With an aim to evoke reflection and empathy for the deaths of young people of color who have lost their lives unjustly in the United States and worldwide, The Mirror Casket was performed as part of a “Funeral Procession of Justice” during the Ferguson October protests. As community members carried it from the site of Michael Brown’s death to the police department of the community, its mirrors challenged viewers to look within and see their reflections as both whole and shattered, as both solution and problem, as both victim and aggressor. The Mirror Casket has since been used throughout related protests and marches.
#Icantkeepquiet: Every issue that encroaches on community and individual well-being stimulates protest art. Consider the song #icantkeepquiet, emerging from the Women’s Marches in January 2017. Los Angeles musician MILCK wrote the song and taught it online to a group of women who came together to perform it first during the demonstration on the streets of Washington, DC. It went viral on YouTube. The site makes sheet music and guide recordings freely available and collects stories of speaking out in the face of repression.

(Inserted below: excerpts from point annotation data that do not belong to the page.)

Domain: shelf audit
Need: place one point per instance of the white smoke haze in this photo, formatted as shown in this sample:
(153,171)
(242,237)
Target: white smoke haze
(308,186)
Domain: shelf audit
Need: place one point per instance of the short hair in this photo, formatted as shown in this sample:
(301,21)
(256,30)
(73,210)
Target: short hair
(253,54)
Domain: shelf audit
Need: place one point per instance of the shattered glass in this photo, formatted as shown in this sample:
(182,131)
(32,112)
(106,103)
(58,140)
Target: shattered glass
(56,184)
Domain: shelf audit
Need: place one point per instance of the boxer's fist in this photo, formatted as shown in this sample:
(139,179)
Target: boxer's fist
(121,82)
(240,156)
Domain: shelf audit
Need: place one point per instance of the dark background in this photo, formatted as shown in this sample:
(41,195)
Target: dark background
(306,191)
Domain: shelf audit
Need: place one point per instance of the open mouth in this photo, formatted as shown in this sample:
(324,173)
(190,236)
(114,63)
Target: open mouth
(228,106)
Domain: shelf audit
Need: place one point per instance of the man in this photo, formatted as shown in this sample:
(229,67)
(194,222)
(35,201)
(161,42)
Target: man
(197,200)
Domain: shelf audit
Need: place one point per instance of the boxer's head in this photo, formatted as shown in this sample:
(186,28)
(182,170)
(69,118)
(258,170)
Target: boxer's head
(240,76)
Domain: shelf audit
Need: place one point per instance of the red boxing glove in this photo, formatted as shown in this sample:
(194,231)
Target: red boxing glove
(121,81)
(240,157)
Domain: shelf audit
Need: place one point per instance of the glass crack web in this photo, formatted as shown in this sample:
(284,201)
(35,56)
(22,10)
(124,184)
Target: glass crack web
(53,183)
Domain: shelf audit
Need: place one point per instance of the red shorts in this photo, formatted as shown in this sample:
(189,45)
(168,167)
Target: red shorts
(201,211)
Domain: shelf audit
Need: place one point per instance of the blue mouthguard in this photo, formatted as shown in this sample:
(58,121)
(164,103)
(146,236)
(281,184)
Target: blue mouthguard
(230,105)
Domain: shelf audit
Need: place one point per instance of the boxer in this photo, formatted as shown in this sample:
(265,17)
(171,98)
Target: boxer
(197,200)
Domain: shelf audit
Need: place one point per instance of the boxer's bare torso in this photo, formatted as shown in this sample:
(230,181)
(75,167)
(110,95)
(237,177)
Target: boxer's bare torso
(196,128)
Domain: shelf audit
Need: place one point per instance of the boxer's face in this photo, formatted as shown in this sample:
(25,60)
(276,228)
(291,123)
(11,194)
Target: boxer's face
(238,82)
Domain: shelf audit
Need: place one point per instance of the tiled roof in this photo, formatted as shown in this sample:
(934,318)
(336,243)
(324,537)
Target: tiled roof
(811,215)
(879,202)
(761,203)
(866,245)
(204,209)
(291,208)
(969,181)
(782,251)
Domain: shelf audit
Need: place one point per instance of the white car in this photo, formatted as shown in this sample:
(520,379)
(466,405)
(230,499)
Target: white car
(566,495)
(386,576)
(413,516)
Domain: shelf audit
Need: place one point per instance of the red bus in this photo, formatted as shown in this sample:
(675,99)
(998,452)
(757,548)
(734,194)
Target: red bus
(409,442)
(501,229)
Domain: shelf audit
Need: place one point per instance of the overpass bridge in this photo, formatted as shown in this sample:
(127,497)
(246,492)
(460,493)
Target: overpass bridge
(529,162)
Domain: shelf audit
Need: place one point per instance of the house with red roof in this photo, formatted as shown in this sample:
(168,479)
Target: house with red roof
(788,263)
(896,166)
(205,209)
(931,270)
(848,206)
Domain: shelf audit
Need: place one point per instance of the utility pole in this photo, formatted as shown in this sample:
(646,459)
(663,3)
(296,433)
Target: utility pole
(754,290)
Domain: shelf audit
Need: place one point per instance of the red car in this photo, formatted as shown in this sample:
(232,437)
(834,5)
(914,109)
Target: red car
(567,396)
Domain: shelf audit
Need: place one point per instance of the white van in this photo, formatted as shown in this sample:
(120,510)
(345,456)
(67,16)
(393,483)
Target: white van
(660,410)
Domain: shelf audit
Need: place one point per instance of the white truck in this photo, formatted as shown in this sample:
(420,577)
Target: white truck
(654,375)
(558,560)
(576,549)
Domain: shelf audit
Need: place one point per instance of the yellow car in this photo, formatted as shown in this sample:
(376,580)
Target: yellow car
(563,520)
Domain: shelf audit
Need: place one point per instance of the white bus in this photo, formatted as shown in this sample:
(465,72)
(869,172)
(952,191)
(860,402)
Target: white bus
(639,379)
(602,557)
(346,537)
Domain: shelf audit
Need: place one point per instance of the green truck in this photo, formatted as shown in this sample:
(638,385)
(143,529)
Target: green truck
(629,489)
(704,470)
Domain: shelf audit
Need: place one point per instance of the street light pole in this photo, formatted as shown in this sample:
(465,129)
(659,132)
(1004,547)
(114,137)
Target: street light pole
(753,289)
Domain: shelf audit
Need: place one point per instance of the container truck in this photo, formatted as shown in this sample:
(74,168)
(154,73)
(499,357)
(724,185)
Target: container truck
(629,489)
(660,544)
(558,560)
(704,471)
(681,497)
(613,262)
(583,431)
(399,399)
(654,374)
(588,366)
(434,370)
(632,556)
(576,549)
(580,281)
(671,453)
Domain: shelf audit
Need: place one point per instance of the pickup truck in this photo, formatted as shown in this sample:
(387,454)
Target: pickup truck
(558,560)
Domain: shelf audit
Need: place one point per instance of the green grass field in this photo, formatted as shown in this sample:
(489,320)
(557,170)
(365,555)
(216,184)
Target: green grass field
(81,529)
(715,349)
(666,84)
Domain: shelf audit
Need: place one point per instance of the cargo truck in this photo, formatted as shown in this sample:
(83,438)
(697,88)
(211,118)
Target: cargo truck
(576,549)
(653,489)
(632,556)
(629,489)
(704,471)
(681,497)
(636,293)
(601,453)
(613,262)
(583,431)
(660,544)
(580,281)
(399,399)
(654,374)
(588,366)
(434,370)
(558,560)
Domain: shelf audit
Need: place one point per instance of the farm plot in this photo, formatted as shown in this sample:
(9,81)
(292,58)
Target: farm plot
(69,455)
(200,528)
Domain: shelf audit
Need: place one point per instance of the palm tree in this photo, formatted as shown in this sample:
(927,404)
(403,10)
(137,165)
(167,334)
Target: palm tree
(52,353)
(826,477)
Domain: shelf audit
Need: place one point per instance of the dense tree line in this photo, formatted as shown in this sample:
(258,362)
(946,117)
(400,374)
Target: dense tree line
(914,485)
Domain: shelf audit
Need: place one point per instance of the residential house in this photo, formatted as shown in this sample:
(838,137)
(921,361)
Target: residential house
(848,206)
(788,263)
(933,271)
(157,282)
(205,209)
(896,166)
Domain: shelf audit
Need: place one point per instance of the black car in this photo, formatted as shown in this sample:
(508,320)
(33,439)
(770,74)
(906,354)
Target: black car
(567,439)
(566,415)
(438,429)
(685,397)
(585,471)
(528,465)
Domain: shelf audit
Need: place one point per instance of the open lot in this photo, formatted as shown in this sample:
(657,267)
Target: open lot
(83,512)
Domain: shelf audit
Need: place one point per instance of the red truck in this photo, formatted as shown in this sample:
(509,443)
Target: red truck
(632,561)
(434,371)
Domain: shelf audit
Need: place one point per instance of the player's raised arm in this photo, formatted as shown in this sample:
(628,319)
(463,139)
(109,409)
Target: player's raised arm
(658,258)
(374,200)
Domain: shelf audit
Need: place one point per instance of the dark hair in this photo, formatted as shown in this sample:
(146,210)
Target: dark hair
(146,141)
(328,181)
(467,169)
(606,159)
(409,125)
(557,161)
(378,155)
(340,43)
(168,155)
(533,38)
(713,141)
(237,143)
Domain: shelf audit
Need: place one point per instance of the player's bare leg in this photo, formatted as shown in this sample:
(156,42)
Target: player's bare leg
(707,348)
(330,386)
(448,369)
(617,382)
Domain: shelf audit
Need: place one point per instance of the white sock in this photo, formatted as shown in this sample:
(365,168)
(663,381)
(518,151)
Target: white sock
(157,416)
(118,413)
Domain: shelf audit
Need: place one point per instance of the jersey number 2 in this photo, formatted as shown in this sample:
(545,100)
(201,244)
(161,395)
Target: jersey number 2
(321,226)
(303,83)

#WRITERSRESIST. Writers gathered in 100 events across the globe on January 15, 2017, the birthday of Dr. Martin Luther King, Jr., under the banner of #WRITERSRESIST, asserting their commitment to free, just, and compassionate democracy in the face of official actions that shake these commitments.
I Hear A Voice. In the summer of 2016, students in the Twin Cities Mobile Jazz Project summer school program created a song in tribute to Philando Castile, who was killed by police just days before. The track weaves snippets of news soundtrack, spoken word, and choral singing with instrumental music.
Social Emergency Response Centers. The Design Studio for Social Intervention has been experimenting with SERCs (Social Emergency Response Centers)…. You can see images and video describing the prototype center DS4SI piloted in 2016 in Dorchester, the largest and most diverse neighborhood of Boston. Their website says “Our goal is for communities to be able to self-organize SERCs whenever they feel like they need them. We imagine a people-led public infrastructure sweeping the country!” They encourage people to pop up SERC’s in all kinds of venues: “youth programs, art galleries, health centers, colleges, community organizing programs, etc.”